T-220 ziet tijdens de achtervolging dat verdachte aan het einde van de omheining iets door zijn knieën zakt en het groene tasje in zijn handen houdt. Hij ziet dat de verdachte dit tasje laat vallen in het water; later constateert hij dat het ijs betreft. Hij ziet later eveneens dat dit zakje dezelfde kleur groen heeft en van hetzelfde formaat is, als het zakje waar hij de verdachte mee had zien lopen in de Professor Oranjelaan te Amsterdam en welke hij verdachte had zien weggooien (het hof begrijpt: op het ijs had laten vallen) (proces-verbaal van bevindingen, doorgenummerde dossierpagina 007-008, opgemaakt op 29 januari 2010, door de daartoe bevoegde opsporingsambtenaren, verbalisanten T-220, T-035, T-175, T-102 van de politie Amsterdam-Amstelland, Dienst Regionale Recherche, Bureau Zware Criminaliteit). De verbalisant beschrijft de afstand tussen hemzelf en verdachte, op het moment dat de verbalisant het groene tasje voor de tweede keer waarneemt, met als referentie het voetbalveld, en waarbij de verbalisant over de middenlijn van het voetbalveld was, terwijl verdachte zich aan het einde van het voetbalveld bevindt (proces-verbaal van verhoor van getuige T-220 van 26 augustus 2010, van de rechter-commissaris, belast met de behandeling van strafzaken in de rechtbank Amsterdam, inhoudende een verklaring van verbalisant T-220).
Het zich in dit tasje bevindende pakket blijkt 500 gram heroïne bevattend materiaal te bevatten (zoals blijkt uit een geschrift, zijnde een rapport van 4 februari 2010, laboratoriumnummer 174N10 van drs. R. Jellema, politiedeskundige, in de zaak tegen [verdachte], doorgenummerde dossierpagina 000096).
Het hof overweegt dat uit het dossier, zoals dat hiervoor is aangehaald, genoegzaam is af te leiden dat de verbalisanten hun controlebevoegdheden in het kader van artikel 160 van de WVW 1994 hebben aangewend door de bestuurder van de auto naar zijn rijbewijs en kentekenbewijs te vragen. Hiertoe waren zij bevoegd en zij hebben in die uitoefening geen grenzen overschreden. Dat zij daarnaast mede, ter informatievergaring, hebben gevraagd of zij in de auto mochten kijken maakt niet dat zij de controlebevoegdheden voor een ander doel hebben aangewend dan waarvoor deze bevoegdheden zijn bedoeld.

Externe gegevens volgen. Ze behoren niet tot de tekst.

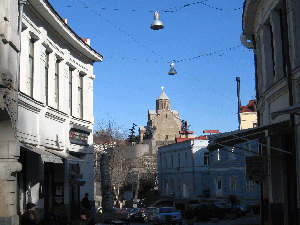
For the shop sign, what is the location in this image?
[70,130,88,145]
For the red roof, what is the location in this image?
[239,100,257,113]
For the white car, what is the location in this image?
[153,207,182,225]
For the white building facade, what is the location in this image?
[0,0,103,224]
[241,0,300,224]
[157,138,209,199]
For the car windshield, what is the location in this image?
[215,202,230,208]
[159,208,177,213]
[144,208,155,212]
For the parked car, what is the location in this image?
[153,207,182,225]
[142,207,156,223]
[215,202,238,217]
[187,203,225,222]
[117,208,126,213]
[127,208,145,222]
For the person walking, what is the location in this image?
[82,193,91,211]
[21,202,39,225]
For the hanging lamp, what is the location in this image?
[168,62,177,75]
[150,11,164,30]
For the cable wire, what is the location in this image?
[51,0,243,13]
[77,0,164,60]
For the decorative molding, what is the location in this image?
[17,130,38,145]
[0,68,18,137]
[18,99,41,114]
[23,14,41,35]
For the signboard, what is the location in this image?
[203,130,220,134]
[245,156,268,181]
[124,191,133,200]
[70,130,88,145]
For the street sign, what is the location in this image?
[124,191,133,200]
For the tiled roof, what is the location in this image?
[175,136,208,143]
[240,100,257,113]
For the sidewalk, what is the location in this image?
[96,215,260,225]
[194,215,260,225]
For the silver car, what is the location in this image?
[153,207,182,225]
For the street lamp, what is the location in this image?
[150,11,164,30]
[168,62,177,75]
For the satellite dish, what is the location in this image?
[124,191,133,200]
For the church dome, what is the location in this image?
[156,87,170,100]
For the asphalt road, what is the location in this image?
[96,215,260,225]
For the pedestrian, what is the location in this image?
[80,210,96,225]
[82,193,91,211]
[21,202,39,225]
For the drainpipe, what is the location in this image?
[16,0,27,91]
[191,141,195,195]
[159,152,163,195]
[282,0,299,224]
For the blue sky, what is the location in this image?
[49,0,255,136]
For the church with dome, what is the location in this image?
[139,87,181,149]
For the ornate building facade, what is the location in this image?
[0,0,103,224]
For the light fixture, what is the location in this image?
[150,11,164,30]
[168,62,177,75]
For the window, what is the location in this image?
[54,59,59,109]
[217,177,222,190]
[28,38,34,97]
[78,74,83,119]
[230,176,237,190]
[185,152,188,167]
[69,67,73,116]
[246,180,255,190]
[204,152,209,165]
[45,51,50,105]
[177,179,181,197]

Dit is echter niet doorslaggevend omdat eerst naar het rijbewijs werd gevraagd, de verbalisanten hebben gerelateerd dat het om een WVW-controle ging en de verdachte een (verdergaande) WVW-controle zelf onmogelijk heeft gemaakt, door tijdens deze controle weg te rijden. Het hof wijst hierbij op de - in het kader van de 'dynamische controle' - omschreven omstandigheden waaronder wordt overgegaan tot het observeren van sleutelplaatsen waar veelvuldig criminelen komen. De conclusie uit het voorgaande is dat de controlebevoegdheid krachtens artikel 160 WVW 1994 wellicht ook is gebruikt voor het vergaren van verdere informatie, hetgeen echter in deze zaak aan de rechtmatigheid van het optreden van de politieambtenaren niet in de weg staat.
Ten aanzien van de door de raadsman gestelde schending van het beginsel van zuiverheid van oogmerk overweegt het hof dat in deze door de verdediging geen feiten en omstandigheden zijn gesteld, noch anderszins ter terechtzitting van feiten en omstandigheden is gebleken, waaruit zou kunnen worden afgeleid dat de politie bij haar beslissing om verdachte aan een verkeerscontrole te onderwerpen uitsluitend ten doel had de opsporing van strafbare feiten.
De verweren worden mitsdien verworpen.”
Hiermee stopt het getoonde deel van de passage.